The blockchain technology enables new business models and processes. As for every technology which breaks new land a solid legal analyse is indispensable. The developer must be aware of all relevant restrictions and standards, which must be fulfilled to successfully bring the project off the ground.
According to the EU General Data Protection Regulation (GDPR), which is entered into force on May 25th, 2018 the non-compliant organisation or person can also be faced with heavy fines and compensation and liability payments toward any person who has suffered material or non-material damage as a result of an infringement. Even if developers of a blockchain project are usually neither controllers nor processors, they should consider the data protection aspects in the software design process. Non-compliance with data protection regulations can jeopardize blockchain projects and business models by orders from data protection authorities.
How can a developer avoid pitfalls?
Generally, you should make sure that the project complies with the highest standards. As the blockchain is global by nature, we recommend the GDPR as standard. The EU legislation is generally user friendly, however, sometimes difficult to comply with.
Under the GDPR personal data are defined as information which are related to an identified or identifiable natural person, whereas a person is considered as identifiable if there are means reasonably likely to be used for identification by the data controller or any other person. Even though information on the blockchain are pseudonymised, as soon as blockchain transactions are combined with off-chain goods making a connection between the pseudomysed data and the data subject is possible. In pure on-chain-transaction models, identification will be more difficult, however, not impossible. Therefore, in general there is a strong case for arguing that individual-related information on the blockchain is personal data.

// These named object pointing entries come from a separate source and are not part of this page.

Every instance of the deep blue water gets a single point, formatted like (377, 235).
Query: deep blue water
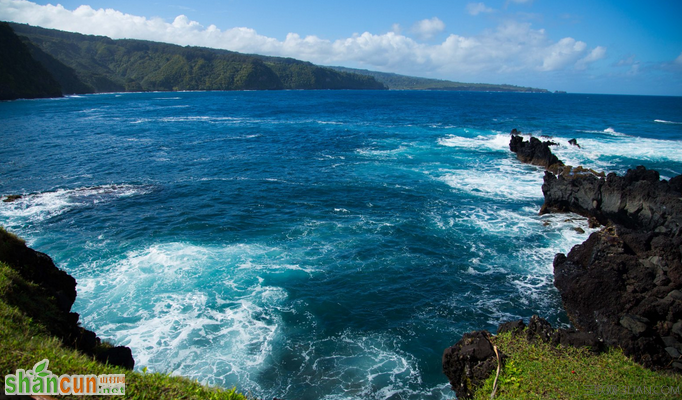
(309, 245)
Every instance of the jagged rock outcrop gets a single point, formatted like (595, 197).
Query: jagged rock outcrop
(49, 301)
(538, 329)
(639, 200)
(469, 362)
(535, 152)
(624, 284)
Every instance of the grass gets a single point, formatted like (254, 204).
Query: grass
(542, 371)
(24, 342)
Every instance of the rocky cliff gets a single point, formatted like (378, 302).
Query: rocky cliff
(48, 297)
(622, 287)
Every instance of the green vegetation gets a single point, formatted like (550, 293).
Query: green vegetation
(20, 75)
(24, 341)
(87, 63)
(542, 371)
(402, 82)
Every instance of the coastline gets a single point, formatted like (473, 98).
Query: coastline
(641, 218)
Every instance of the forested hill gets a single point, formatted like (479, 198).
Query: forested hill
(20, 74)
(87, 64)
(403, 82)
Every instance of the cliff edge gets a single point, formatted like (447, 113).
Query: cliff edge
(46, 293)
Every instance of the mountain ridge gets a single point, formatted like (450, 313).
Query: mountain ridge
(405, 82)
(94, 64)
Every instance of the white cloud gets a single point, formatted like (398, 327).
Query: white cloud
(477, 8)
(596, 54)
(562, 53)
(510, 48)
(396, 28)
(428, 28)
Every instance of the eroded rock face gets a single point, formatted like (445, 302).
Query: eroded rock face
(535, 152)
(625, 285)
(639, 200)
(472, 360)
(57, 292)
(469, 362)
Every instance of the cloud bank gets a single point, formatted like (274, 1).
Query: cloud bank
(512, 47)
(477, 8)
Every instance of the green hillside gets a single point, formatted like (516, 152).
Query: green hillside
(87, 63)
(20, 75)
(403, 82)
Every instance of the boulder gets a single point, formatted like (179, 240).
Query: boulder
(469, 362)
(535, 152)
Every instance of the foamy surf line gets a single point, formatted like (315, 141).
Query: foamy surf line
(192, 310)
(35, 207)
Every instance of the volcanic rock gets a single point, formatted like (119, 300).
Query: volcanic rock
(535, 152)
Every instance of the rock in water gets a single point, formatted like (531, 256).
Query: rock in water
(535, 152)
(574, 142)
(624, 282)
(469, 362)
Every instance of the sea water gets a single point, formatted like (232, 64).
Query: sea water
(310, 245)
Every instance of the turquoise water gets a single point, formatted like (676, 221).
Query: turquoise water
(309, 245)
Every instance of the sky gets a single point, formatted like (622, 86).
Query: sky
(579, 46)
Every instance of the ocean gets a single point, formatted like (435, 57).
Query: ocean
(310, 244)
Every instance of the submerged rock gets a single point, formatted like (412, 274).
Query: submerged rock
(574, 142)
(469, 362)
(535, 152)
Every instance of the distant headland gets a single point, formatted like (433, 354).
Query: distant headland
(44, 62)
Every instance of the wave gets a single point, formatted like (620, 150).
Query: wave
(505, 181)
(497, 142)
(36, 207)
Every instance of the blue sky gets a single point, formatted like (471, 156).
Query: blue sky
(620, 47)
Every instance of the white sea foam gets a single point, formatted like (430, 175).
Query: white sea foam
(368, 366)
(505, 181)
(37, 207)
(200, 119)
(498, 142)
(200, 311)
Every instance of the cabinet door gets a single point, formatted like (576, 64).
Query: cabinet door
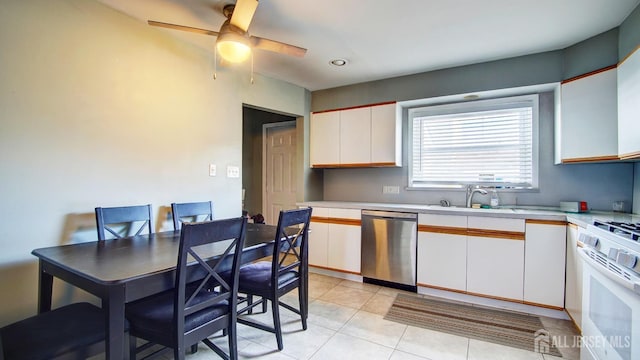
(318, 243)
(324, 139)
(442, 260)
(588, 125)
(544, 272)
(355, 136)
(573, 293)
(495, 267)
(628, 109)
(386, 135)
(344, 248)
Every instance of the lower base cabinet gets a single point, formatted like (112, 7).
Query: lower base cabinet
(437, 269)
(318, 243)
(544, 272)
(334, 239)
(573, 293)
(495, 267)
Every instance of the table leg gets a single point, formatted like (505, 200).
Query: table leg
(113, 304)
(45, 289)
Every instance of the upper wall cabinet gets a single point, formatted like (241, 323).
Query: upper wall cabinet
(369, 136)
(587, 130)
(628, 107)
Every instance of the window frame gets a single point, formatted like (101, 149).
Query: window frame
(472, 106)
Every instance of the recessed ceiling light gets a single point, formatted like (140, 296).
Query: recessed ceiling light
(338, 62)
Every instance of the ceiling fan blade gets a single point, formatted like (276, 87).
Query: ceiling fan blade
(276, 46)
(183, 28)
(243, 13)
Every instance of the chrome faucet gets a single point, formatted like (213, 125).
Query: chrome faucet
(471, 189)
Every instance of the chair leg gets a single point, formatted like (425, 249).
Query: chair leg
(249, 303)
(132, 347)
(178, 353)
(275, 309)
(233, 341)
(302, 302)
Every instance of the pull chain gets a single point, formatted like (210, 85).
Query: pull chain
(215, 62)
(252, 68)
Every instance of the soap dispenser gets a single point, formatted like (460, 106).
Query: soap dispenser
(495, 200)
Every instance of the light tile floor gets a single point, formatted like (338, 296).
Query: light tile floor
(346, 322)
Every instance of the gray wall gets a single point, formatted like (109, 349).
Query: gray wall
(598, 184)
(629, 41)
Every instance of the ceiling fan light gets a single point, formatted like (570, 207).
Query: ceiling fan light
(233, 47)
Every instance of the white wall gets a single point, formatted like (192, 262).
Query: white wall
(99, 109)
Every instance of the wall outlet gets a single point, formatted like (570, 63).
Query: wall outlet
(390, 189)
(233, 172)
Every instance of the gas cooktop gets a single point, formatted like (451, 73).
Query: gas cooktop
(626, 230)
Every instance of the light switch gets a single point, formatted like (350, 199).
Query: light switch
(233, 172)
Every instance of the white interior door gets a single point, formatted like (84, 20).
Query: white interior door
(279, 180)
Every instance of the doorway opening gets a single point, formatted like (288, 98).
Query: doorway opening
(269, 146)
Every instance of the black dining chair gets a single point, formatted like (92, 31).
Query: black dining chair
(287, 270)
(74, 331)
(123, 221)
(191, 212)
(191, 312)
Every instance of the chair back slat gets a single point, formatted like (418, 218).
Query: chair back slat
(290, 245)
(198, 242)
(191, 212)
(123, 221)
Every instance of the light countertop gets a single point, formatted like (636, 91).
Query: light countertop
(518, 212)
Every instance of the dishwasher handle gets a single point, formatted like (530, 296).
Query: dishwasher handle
(389, 214)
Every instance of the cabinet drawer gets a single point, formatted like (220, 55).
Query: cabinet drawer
(456, 221)
(500, 224)
(344, 213)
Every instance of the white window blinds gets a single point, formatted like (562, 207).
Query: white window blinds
(487, 142)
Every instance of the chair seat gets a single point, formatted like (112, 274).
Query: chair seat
(54, 333)
(155, 313)
(255, 278)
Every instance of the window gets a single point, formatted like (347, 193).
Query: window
(488, 142)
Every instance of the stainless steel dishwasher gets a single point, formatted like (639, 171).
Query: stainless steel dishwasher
(389, 248)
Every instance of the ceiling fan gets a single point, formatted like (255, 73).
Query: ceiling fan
(234, 43)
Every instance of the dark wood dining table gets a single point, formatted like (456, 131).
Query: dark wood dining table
(123, 270)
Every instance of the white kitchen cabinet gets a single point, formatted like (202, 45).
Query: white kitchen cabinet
(369, 136)
(587, 127)
(319, 238)
(344, 240)
(544, 271)
(442, 252)
(628, 108)
(324, 142)
(495, 257)
(334, 239)
(495, 267)
(386, 135)
(573, 292)
(355, 136)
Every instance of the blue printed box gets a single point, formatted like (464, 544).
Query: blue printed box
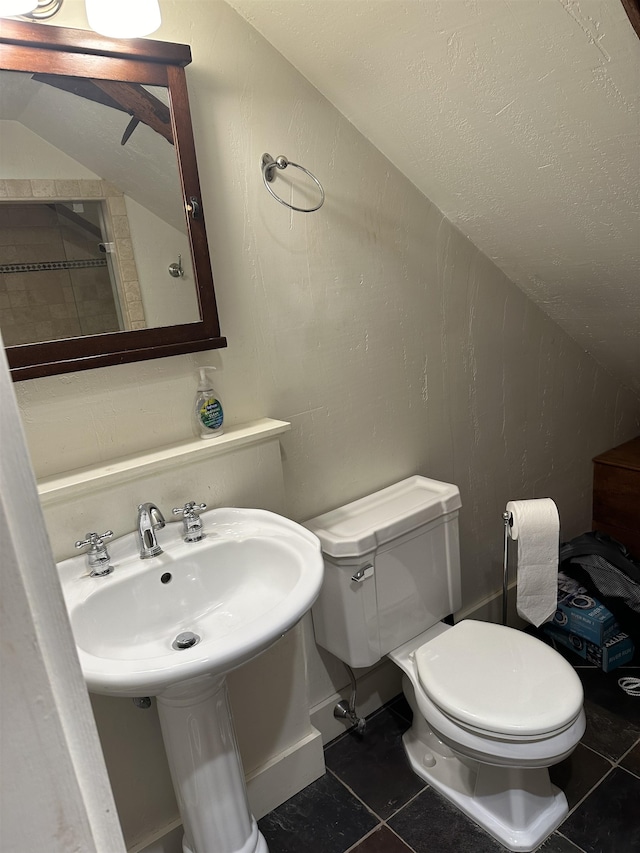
(616, 651)
(581, 614)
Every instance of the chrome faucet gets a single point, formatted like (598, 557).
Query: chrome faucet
(150, 519)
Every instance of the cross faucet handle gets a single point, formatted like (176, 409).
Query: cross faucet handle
(192, 524)
(190, 508)
(97, 555)
(95, 540)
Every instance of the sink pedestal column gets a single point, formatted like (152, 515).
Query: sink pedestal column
(206, 770)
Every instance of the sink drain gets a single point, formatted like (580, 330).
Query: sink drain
(185, 640)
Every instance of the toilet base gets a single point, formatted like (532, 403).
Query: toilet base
(518, 807)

The main issues for the blockchain technology with regard to data protection are the rights to rectification and to be forgotten as provided in Art. 16 and 17 GDPR. According to these rights the data subject has the right to claim rectification of inaccurate personal data of him/her or to claim erasure from the data controller of personal data if these data are no longer necessary for the purposes for which they were collected or processed or if the data subject withdraws its consent and there is no other legal ground for processing. In this context there are generally speaking two main challenges:
- First of all, there is no data controller in a public blockchain since the blockchain is decentralized. In most cases the miners cannot determine the content of the blockchain. Therefore, it is unclear, who could fulfil data subjects’ claim of rectification or erase.
- Secondly the blockchain architecture may technologically even preclude a simple rectification/deletion upon request by the data subject, since the data stored on-chain cannot be altered without acceptance of other nodes.
Having these challenges in mind, already at an early conceptional stage, privacy issues should be on the agenda of the architects and developers of the blockchain project. The earlier your team deals with privacy issues the lower is the risk that a blockchain application must be adapted or even rebuilt. The GDPR requires also privacy by design and by default. Privacy by design and default means implementation of appropriate technical and organisational measures for ensuring that, by default, only personal data which are necessary for each specific purpose of the processing are processed. Possible technical measures to ensure data protection are secure multi-party computation, chameleon hash functions, codifications and zero knowledge proofs.
Furthermore, the GDPR requires in some cases (1) prior to the processing a Data Protection Impact Assessment (DPIA). DPIA is a process designed to describe the processing, assess the necessity and proportionality of a processing and to help manage the risks to the rights and freedoms of natural persons resulting from the processing of personal data. DPIA is an important tool for accountability. It helps controllers not only to comply with requirements of the GDPR, but also to demonstrate that appropriate measures have been taken to ensure compliance with the regulation. DPIA is, therefore, a process for building and demonstrating compliance. (2)
But also once the project is running a careful developer must monitor the “legal climate” and how authorities deal with privacy and other issues on the blockchain. The issuers must be ready to answer all questions and give the necessary assurance to authorities. An efficient way to ensure that all Data Protection requirements are met is to get privacy certificates (such as the ePrivacy seal; www.eprivacy.eu).
The blockchain technology is still in its infancy and not all legal questions are clarified yet. Consequently, it is very important to have an eye on the development of the legal environment, especially regarding data protection issues, and be ready to implement changes as fast as possible. In the long run, will the data protection not only have an impact on the success of the project but also have a negative or positive impact on the value of any token.